Saturday, September 03, 2011

VLDB 2011 Notes

I managed to make it to VLDB at Seattle. The travel this time --- from SFO to SEA --- was a treat, with a taxi ride with Raghu, discussing what each of us were looking forward to learn at VLDB. On Tuesday, I got there in time for the receptions, the first hosted by Microsoft in the evening, and the second, hosted by Google, later. The party continued later, later. I stayed at Mayflower Park, an old fashioned hotel with, as is standard, grand lobby, a highly helpful bartender at the bar in the corner, staff in glittering buttons, and small rooms.

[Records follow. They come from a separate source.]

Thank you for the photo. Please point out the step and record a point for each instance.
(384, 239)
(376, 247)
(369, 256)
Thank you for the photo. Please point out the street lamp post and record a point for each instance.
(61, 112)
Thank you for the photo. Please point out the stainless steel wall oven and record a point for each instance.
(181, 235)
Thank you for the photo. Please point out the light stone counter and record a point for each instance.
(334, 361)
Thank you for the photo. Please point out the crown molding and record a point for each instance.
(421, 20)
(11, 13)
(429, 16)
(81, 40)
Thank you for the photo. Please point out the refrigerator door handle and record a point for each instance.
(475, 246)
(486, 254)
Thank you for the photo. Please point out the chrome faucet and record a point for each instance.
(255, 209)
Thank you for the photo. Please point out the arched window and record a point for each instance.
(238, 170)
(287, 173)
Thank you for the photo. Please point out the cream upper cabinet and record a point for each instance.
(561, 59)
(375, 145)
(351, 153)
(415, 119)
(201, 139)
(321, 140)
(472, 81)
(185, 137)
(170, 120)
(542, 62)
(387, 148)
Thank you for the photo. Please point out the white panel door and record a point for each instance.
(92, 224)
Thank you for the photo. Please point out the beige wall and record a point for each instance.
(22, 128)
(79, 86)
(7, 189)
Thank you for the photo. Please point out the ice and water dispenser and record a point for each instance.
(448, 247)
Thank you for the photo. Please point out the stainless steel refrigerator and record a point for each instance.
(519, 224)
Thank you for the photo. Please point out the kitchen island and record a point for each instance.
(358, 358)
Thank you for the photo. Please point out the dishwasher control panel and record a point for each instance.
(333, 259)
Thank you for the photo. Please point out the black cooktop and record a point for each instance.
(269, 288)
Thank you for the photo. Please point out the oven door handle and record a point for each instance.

On Wednesday, David Campbell gave a plenary talk. He said that there was data ambient, models and modeling methods rare, and one could be very creative with questions. He used the example of ``digital shoebox'', dropping in all the data one could collect say with their smartphone, and interesting analyses you could do with the shoebox ("can you figure out how much time you spend in Florida in a year for tax purpose."). One in the audience asked, "what about digital shipping container?", that is, when you get data from many, will methods scale? He also spoke about the lifecycle of a query, how to validate data, hypotheses, etc. Audience asked about DB concerns, what happens when models change, patterns mature, how to admin the DB.

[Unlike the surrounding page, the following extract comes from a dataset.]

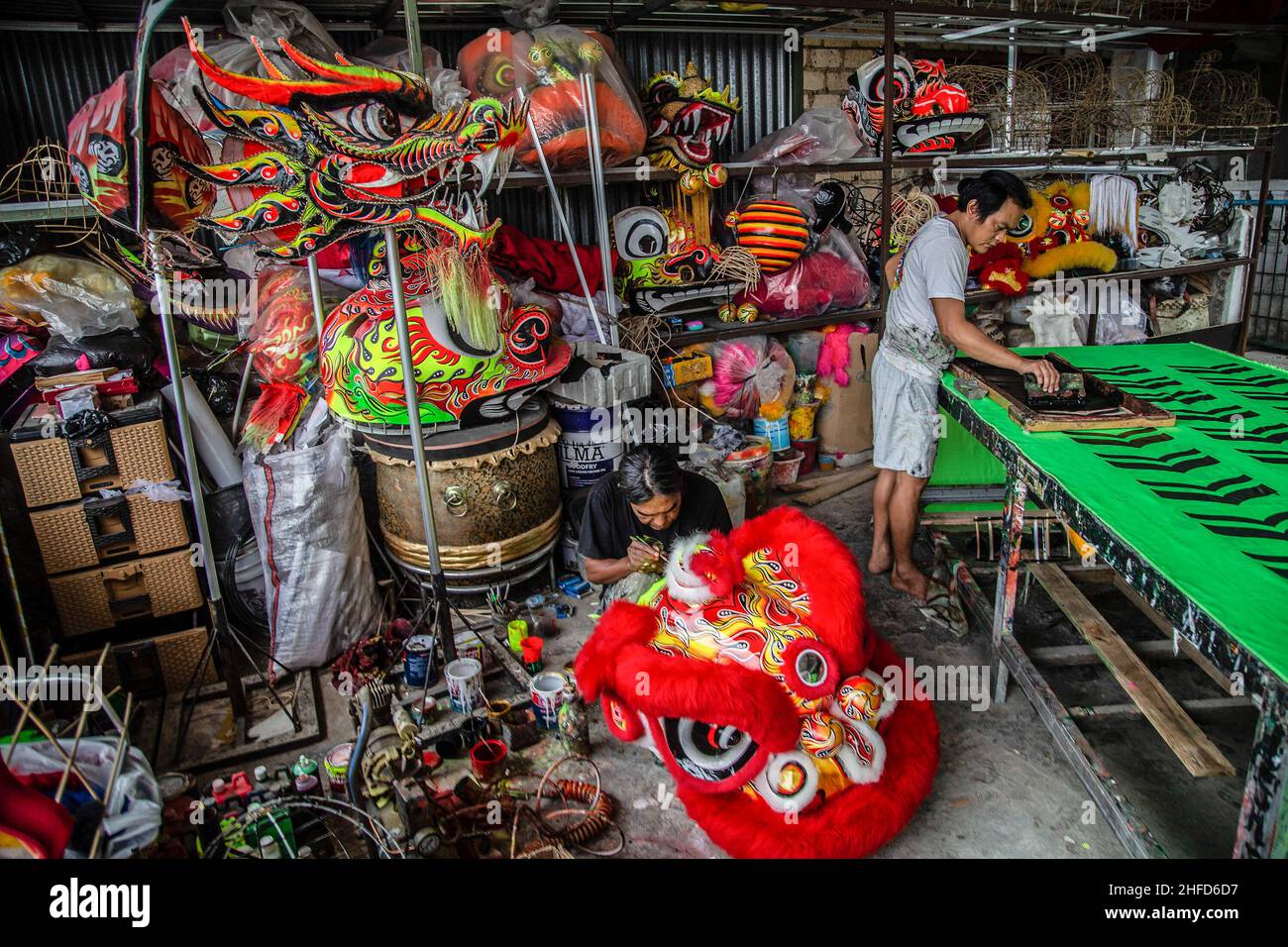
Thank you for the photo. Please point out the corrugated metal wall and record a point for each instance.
(46, 76)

I attended the panel on maximizing impact with Ed Lazowska, David DeWitt, Juliana Freire, Ed Lazowska, Sam Madden, and Jennifer Widom.
  • Ed set up the discussion with pointing to the article of Bob Lucky about the diminishing influence of electrical engineers, and the iconic last engineer on the planet. Is that where database engineers are, even though this is the decade of data? He also pointed the audience to kaggle for data analysis competitions.
  • Sam did the crowdpleasing exercise of wordling VLDB paper titles for the past three decades and no one resisted the temptation to draw conclusions. Then he did a crowdsourcing exercise of (a) getting list of top 10 impactful ideas/achievements in database research in the past 10 years, and (b) top 10 new ideas for the future. Stream processing made top 4 in (a), yesss! In (b), there were several suggestions, including "data crumbs" by Alon Halevy, of anlayzing data we leave behind during our trail on the web.
  • Jennifer then led the discussion, focusing more on education and visibility. Why is AI or machine learning more popular than databases research among incoming student in this decade of data? The explanation was technical (students dont know real world and dont see the need for DB until much later) to marketing (students see driver-less car as AI, that is great image; in contrast, as Natasha put it, the DB product feels like a screwdriver or laptop, not necessarily fun), self-reflecting (shouldnt we take responsibility to go from data analysis ideas to eventual studies and code in an applied area) and educational (better examples than the employee/student example in text books). Joe Hellerstein, who has the incredible ability to capture and keep the intellectual attention of the crowd, kept the conversation focused on what DB community has to offer: getting inspiring ideas from other communities, doing DB magic of declarative languages, parallelization tools, etc. He also called for a simple language to teach DB basics and early programming in undergraduate days.
  • David steered the conversation towards the positives (DB students are finding jobs, startups companies are making deals, 50B database community is humming, etc) and lamented the challenges of having impact in practice, even in Industry.
The panel made sure the conversation did not turn to remaking conferences, and the panel dissolved into multiple conversations in the hallways. Should we be following developments at NoSQL conference?

Had terrific conversations with Amr, Divy, Hector, Laks, Joe H, and Surajit about research, and with Amol and Jignesh, about challenges of mentoring students.


Thursday, September 01, 2011

100k+ Theory Students in the class?

Stanford is running an experiment with free online courses in AI (by Peter Norvig and Sebastian Thrun) with 100k+ students, databases (by Jennifer Widom) with 40k+ students and machine learning (by Andrew Ng) with 40k+ students worldwide. Where is the free online course on Algorithms and Theory? These courses will have homeworks, office hours and grades.